Monday, March 14, 2005
Don’t Free Tibet
To everyone with an aging “Free Tibet” bumper sticker on the back of their rusting old Volvo, it looks like it’s time to give up the dream.
The Dalai Lama said that by dropping the sovereignty claim for Tibet, his people would be able to benefit from China’s economic achievements. This was in stark contrast to his previous stand, that Tibet should be a self-governing domestic and political entity under a type of “one country, two systems” arrangement.
“This is the message I wish to deliver to China,” he said. “I am not in favour of separation. Tibet is a part of the People’s Republic of China. It is an autonomous region of the People’s Republic of China. Tibetan culture and Buddhism are part of Chinese culture.”
I wonder how Richard Gere is taking the news. Intriguingly to me, Hollywood and its “Free Tibet” movement never wanted to actually do anything to free Tibet (except, of course, make movies and speeches). The truth is, though, that they deified the Dalai Lama and the Tibetan cause; it was easy for them since the leader of the movement was a peaceful, enlightened non-Westerner struggling for the rights of a country where the United States had no vested interests.
Put oil into the bedrock of a nation and no direct action that the United States takes can possibly be righteous. For that matter, if the leader happens to be a Republican, then the cause must be evil, heartless, and driven by semi-secret Zionist forces.
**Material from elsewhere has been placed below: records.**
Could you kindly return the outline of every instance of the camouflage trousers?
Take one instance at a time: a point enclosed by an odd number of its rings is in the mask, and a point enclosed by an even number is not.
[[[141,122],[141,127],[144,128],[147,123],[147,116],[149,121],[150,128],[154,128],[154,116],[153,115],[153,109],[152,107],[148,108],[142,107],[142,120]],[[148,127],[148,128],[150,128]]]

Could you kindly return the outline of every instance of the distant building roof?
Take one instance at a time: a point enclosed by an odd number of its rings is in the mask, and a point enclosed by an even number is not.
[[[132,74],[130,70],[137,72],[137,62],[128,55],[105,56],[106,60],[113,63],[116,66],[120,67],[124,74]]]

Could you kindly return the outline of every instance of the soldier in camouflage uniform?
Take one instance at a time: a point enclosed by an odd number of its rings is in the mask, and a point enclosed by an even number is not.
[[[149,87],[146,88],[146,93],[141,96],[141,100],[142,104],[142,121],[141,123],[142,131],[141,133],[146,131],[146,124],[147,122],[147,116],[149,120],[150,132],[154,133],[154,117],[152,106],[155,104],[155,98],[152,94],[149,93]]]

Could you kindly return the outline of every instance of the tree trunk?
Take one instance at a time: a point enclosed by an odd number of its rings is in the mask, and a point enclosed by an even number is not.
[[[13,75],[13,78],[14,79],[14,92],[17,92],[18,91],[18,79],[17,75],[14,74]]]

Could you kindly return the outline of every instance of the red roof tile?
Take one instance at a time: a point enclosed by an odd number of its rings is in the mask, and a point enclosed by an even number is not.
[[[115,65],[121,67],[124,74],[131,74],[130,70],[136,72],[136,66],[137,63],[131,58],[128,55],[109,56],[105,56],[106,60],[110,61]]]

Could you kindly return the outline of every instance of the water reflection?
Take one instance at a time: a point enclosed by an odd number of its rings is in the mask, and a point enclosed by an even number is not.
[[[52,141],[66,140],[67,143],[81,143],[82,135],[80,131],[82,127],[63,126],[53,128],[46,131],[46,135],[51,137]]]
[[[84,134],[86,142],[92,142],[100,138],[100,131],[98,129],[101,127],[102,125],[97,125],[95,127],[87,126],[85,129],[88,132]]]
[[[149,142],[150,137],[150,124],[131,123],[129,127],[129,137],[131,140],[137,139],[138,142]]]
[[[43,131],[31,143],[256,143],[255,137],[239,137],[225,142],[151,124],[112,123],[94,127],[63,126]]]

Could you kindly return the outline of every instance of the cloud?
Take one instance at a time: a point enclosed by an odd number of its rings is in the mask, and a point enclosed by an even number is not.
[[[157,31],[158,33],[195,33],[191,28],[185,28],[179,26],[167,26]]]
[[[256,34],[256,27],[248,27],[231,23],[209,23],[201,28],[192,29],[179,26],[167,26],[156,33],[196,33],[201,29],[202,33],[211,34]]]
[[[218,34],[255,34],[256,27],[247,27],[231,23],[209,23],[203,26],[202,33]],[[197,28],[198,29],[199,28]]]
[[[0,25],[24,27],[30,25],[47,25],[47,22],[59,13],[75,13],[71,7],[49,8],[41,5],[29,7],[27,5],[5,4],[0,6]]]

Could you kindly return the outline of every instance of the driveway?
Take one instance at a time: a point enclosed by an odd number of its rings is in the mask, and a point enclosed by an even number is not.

Now that the Dalai Lama has expressed a more materialistic side, hoping that China’s rapid development will fuel economic growth and security for Tibet, I wonder how the Hollywood elite will now view the leader. His statements--with a desire for cultural and spiritual autonomy, buttressed by all of the benefits of China’s economy and political structure--might not live up to Hollywood’s expectations of an immaculate leader.
It’s not as surprising a development as might otherwise be imagined, though.
In recent years, the Dalai Lama has been increasingly accommodating in his political manoeuvrings, pursuing a “middle way” that would ensure autonomy rather than independence and leave China in control of Tibet’s foreign policy.
So, not surprising, but it sure leaves a lot of bumper stickers looking a little out of date.